For the dry feed Shell gasifier, the coal is dried and ground and fed to the gasifier vessels via lock hoppers. The gasifier product gas is cooled in a waste heat boiler, which generates high-pressure saturated steam. The gas is further cooled and scrubbed with water, passed through a COS hydrolysis reactor and an acid gas removal plant. The clean fuel gas is fed to the gas turbine combined cycle plant. For CO2 capture, the wet syngas is fed to a shift converter and the CO2 separated. Oxygen to the gasifier is produced by cryogenic air separation.
Through IGCC, sulphur is typically removed from the syngas and produced as sulphur or sulphuric acid for sale. NOx emissions are controlled by firing temperature modulations in the gas turbine. Particulates are removed from the syngas by filters and a water wash prior to combustion so emissions are negligible.

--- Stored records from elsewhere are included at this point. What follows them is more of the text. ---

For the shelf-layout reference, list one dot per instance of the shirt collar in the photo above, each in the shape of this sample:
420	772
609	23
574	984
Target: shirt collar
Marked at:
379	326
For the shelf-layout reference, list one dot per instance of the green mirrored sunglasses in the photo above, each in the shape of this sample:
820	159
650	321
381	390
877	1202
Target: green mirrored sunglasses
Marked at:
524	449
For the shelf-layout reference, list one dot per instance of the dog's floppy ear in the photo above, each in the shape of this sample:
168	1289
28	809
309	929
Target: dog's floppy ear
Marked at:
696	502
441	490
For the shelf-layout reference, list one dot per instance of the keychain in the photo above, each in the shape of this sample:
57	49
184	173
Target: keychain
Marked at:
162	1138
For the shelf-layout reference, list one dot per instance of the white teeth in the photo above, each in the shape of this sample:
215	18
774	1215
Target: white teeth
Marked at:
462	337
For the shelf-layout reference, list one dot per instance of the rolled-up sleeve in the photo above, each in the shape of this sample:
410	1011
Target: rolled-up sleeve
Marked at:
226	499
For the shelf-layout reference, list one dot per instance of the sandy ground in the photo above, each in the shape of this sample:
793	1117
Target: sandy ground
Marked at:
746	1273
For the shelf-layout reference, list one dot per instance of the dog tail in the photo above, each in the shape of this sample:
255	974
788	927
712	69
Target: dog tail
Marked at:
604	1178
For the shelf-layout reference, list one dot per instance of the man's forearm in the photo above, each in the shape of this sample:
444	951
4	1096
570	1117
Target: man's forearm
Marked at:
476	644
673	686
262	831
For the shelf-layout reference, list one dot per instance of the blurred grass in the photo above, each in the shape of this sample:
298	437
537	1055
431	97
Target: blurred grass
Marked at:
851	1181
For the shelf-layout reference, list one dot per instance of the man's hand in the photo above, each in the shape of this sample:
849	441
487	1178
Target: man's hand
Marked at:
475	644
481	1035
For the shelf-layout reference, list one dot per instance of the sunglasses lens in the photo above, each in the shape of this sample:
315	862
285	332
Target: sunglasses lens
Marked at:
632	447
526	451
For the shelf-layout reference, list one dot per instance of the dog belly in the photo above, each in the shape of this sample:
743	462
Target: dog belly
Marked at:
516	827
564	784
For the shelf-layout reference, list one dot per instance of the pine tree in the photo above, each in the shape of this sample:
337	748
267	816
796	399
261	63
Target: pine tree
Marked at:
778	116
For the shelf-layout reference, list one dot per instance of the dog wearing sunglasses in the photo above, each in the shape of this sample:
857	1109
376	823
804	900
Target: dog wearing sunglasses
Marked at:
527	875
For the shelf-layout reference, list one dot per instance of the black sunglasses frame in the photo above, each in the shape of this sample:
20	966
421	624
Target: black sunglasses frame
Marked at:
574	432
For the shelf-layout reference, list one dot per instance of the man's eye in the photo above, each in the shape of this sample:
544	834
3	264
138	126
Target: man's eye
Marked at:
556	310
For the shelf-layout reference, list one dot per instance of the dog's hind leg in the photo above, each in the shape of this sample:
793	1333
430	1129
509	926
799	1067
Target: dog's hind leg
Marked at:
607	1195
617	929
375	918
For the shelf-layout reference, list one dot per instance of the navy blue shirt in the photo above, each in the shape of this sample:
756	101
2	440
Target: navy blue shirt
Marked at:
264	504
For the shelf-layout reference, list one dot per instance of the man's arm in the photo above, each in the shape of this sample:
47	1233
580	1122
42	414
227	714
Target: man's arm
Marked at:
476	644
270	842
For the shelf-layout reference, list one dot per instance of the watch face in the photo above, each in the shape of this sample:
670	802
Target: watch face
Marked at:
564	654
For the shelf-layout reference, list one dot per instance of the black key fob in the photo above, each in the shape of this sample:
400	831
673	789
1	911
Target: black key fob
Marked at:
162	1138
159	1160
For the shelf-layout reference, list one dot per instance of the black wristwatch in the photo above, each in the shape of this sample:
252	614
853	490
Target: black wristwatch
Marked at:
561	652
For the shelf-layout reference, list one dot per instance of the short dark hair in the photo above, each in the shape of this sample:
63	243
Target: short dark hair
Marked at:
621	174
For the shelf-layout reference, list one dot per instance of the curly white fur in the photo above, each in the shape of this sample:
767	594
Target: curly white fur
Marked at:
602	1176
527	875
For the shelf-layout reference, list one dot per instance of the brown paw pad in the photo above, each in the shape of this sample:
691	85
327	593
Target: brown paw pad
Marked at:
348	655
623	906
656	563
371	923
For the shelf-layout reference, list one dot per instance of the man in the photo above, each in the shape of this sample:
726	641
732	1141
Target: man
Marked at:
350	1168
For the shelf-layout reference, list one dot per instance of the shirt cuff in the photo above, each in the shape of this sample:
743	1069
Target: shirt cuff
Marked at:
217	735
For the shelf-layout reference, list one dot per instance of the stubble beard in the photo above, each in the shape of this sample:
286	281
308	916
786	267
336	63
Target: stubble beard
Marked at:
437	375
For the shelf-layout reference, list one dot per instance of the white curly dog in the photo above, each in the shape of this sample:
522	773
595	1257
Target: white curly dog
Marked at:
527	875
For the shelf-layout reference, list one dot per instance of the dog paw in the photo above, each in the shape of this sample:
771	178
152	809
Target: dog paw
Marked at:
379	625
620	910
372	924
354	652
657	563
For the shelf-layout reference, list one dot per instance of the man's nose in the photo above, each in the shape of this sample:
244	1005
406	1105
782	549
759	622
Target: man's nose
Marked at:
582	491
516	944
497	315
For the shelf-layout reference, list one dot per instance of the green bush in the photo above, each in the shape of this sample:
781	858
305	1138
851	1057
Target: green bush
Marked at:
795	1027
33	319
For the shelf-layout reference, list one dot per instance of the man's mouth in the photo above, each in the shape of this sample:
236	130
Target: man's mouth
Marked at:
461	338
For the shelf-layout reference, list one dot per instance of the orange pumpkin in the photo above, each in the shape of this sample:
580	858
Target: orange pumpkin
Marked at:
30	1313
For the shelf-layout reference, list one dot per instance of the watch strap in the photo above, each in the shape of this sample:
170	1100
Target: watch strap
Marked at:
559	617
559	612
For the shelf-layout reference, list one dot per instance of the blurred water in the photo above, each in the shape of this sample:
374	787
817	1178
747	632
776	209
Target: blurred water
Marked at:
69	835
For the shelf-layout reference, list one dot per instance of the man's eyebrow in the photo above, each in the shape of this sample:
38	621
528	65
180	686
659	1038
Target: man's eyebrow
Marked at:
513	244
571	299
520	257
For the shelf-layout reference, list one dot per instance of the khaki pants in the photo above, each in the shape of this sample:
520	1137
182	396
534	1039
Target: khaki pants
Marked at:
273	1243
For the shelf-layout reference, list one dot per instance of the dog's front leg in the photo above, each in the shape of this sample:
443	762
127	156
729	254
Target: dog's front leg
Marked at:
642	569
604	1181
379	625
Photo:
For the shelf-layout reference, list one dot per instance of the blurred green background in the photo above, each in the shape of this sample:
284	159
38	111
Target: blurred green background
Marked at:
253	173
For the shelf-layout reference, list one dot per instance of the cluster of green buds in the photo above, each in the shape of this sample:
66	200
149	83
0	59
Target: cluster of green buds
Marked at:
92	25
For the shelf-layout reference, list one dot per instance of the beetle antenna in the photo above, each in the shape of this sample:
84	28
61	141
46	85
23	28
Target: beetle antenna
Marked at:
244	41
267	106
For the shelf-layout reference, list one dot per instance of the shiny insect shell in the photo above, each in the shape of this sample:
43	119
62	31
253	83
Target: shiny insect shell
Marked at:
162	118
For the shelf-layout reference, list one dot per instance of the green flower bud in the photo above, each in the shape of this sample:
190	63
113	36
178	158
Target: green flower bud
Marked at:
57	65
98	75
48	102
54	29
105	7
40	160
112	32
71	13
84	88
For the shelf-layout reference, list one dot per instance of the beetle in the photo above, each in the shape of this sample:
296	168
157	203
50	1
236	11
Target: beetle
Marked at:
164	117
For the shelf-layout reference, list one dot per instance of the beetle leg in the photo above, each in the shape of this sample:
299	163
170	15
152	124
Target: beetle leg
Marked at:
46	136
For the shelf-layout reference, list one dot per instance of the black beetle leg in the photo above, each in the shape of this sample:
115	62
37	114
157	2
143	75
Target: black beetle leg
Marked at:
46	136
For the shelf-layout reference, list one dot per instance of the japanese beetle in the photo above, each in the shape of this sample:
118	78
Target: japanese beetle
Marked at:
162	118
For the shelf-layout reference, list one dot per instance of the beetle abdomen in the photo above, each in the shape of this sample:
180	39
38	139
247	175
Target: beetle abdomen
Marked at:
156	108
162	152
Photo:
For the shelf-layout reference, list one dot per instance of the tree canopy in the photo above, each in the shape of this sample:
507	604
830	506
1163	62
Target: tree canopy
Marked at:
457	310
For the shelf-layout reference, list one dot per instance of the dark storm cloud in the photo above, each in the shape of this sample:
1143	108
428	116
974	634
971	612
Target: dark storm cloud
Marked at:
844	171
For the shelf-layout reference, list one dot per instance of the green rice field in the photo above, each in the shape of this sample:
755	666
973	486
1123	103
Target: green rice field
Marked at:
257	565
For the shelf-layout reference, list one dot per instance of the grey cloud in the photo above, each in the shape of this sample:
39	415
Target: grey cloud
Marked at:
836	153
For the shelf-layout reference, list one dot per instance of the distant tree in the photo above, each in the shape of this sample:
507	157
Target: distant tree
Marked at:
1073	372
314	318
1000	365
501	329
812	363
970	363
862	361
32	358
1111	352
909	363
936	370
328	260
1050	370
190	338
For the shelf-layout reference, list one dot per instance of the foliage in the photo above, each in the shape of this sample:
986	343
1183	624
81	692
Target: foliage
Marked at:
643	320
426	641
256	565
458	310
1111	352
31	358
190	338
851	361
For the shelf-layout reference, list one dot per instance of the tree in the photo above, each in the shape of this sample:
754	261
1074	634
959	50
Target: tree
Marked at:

The cost of CO2 capture in IGCC depends strongly on the type of gasifier. The ChevronTexaco gasifiers are expected to show lower incremental energy penalties and lower cost for CO2 capture than the Shell gasifiers. Slurry feed/quench gasifiers also tend to have lower capital costs but they have lower thermal efficiencies, either with or without CO2 capture (Thambimuthu et al., 2002).
As mentioned above, to enable CO2 to be captured, the fuel gas has to be fed to a catalytic shift reactor where most of the CO is reacted to steam to give H2 and CO2. For the slurry feed gasifier, sufficient steam is already present in the fuel gas from evaporation of the coal slurry water and from the quench cooling of the gasifier product gas. However, for the dry feed gasifier, steam has to be taken from the steam cycle and added to the fuel gas feed to the shift converter (it needs steam for the water gas shift reaction). Therefore, slurry feed gasifier has lower incremental energy penalty for CO2 capture than dry feed gasifier.
Slurry feed gasifier based IGCC has a lower capital cost than dry feed based IGCC as lock hopper feed systems and fuel gas recovery boilers are relatively expensive. The lower cost of the slurry feed gasifier more than compensates for the high thermal efficiency of the dry feed gasifier.
For coal-based IGCC, SO2 emissions are very low and NOx and particulates emissions are below recent pulverized coal plants permit limits, so there are environmental benefits from IGCC. It should be noted that IGCC is more expensive for the generation of electricity than conventional pulverized coal combustion, with no CO2 capture in both cases.
Syngas is a good building block, as it can be used to produce a wide range of energy products. The greatest flexibility offered is polygeneration, in which 'syngas' can produce steam, electric power, hydrogen and chemicals (such as methanol, Figure 3.4. Similar to the other schemes in pre-combustion CO2 capture, CO2 capture will occur after the water gas shift reactor.liquids) in a single plant complex. This is particularly appealing to developing economies, because of the range of energy products produced. An example of a coal polygeneration scheme is shown in
Figure 3.4: An example of a schematic for coal polygeneration (Williams, 2003).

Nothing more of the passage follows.